Reporting live from ATCase 2. A different ATCase hybrid was constructed to test the effects of allosteric activators and inhibitors. Normal regulatory subunits were combined with nitrotyrosine-containing catalytic subunits. The addition of ATP in the absence of substrate increased the absorbance at 430 nm, the same change elicited by the addition of succinate (see the graph in Problem 33). Conversely, CTP in the absence of substrate decreased the absorbance at 430 nm. What is the significance of the changes in absorption of the reporter groups?

Conviviality and PKA. Recent studies have suggested that protein kinase A may be important in establishing behaviors in many organisms, including humans. One study investigated the role of PKA in locust behavior. Certain species of locust live solitary lives until crowded, at which point they become gregarious—they prefer the crowded life.

Locusts were grouped together for one hour, and then allowed to stay with the group or move away. Prior to crowding, some insects were injected with a PKA inhibitor, a cyclic GMP-dependent kinase inhibitor or no inhibitor, as indicated. The results are shown above.

Repeating heptads. Each of the three types of fibrin chains contains repeating heptapeptide units (abcdefg) in which residues a and d are hydrophobic. Propose a reason for this regularity.

Density matters. The sedimentation value of aspartate transcarbamoylase decreases when the enzyme switches to the R state. On the basis of the allosteric properties of the enzyme, explain why the sedimentation value decreases.

Too tight a grip. Trypsin cleaves proteins on the carboxyl side of lysine. Trypsin inhibitor has a lysine residue, and binds to trypsin, yet it is not a substrate. Explain.
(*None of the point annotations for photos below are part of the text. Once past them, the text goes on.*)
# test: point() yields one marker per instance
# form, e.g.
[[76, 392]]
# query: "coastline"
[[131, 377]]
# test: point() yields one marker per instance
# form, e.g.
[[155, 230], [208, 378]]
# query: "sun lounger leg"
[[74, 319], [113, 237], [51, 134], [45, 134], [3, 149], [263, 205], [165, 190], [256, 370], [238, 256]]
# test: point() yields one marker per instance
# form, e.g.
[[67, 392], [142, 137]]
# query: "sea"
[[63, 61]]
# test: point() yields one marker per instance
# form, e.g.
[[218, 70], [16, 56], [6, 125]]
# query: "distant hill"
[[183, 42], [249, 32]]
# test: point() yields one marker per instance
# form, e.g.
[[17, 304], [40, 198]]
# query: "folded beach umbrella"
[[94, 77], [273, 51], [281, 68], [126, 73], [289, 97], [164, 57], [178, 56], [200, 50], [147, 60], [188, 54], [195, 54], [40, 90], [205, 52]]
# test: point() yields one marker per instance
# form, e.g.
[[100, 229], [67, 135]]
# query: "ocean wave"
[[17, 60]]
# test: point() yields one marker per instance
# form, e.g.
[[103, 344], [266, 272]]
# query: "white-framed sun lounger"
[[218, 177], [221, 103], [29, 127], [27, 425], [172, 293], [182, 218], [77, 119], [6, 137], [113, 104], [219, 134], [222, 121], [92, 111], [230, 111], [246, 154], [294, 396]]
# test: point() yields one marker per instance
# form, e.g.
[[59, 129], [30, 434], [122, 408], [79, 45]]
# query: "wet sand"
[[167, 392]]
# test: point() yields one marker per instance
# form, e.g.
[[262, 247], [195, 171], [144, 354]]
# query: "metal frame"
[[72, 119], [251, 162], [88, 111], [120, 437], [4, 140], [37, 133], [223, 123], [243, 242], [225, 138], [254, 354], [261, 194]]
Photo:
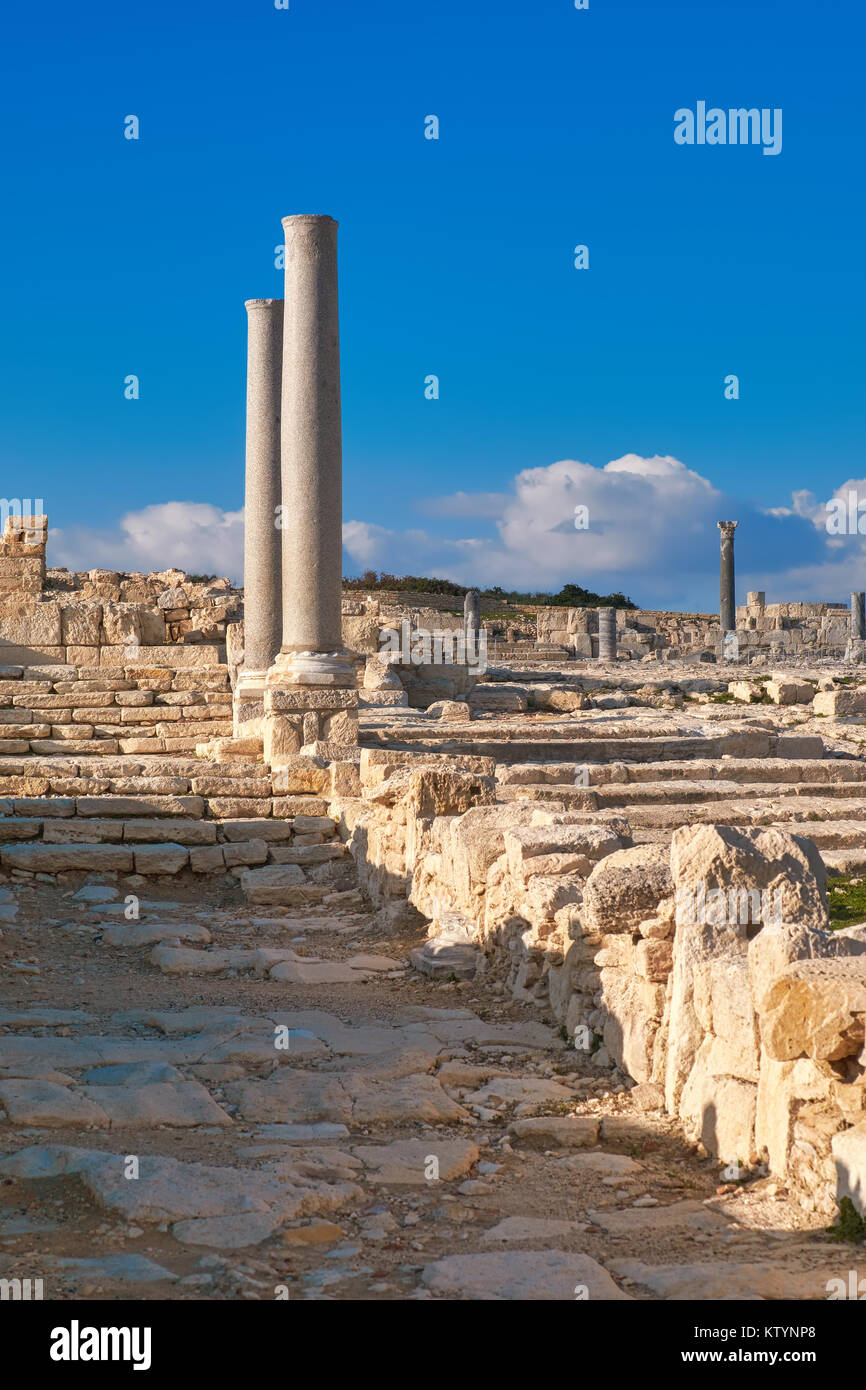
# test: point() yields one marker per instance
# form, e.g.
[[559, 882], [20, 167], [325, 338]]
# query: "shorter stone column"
[[606, 634], [262, 538], [727, 603], [471, 624]]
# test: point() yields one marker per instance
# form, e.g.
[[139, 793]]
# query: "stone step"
[[816, 770], [793, 813], [563, 745], [676, 792]]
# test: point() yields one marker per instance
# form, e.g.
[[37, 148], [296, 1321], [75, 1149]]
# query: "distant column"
[[606, 634], [312, 442], [727, 605], [471, 613], [262, 541]]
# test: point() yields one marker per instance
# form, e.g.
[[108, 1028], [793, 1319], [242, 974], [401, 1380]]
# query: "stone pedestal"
[[309, 716], [262, 538], [727, 610], [310, 698]]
Apparently not the four-leaf variety. Cows that graze on spoiled sweet clover, which contains dicoumarol, die from hemorrhagic disease. The cause of death is defective prothrombin. However, the amino acid composition of the defective prothrombin is identical to that of normal prothrombin. What is the mechanism of action of dicoumarol? Why are the amino acid compositions of the defective and normal prothrombin the same?

Aspartate transcarbamoylase. Write the mechanism (in detail) for the conversion of aspartate and carbamoyl phosphate into N-carbamoylaspartate. Include a role for the histidine residue present in the active site.

Protein kinases. Write a mechanism (in detail) for phosphorylation of a serine residue by ATP catalyzed by protein kinase. What groups might you expect to find in the enzyme’s active site?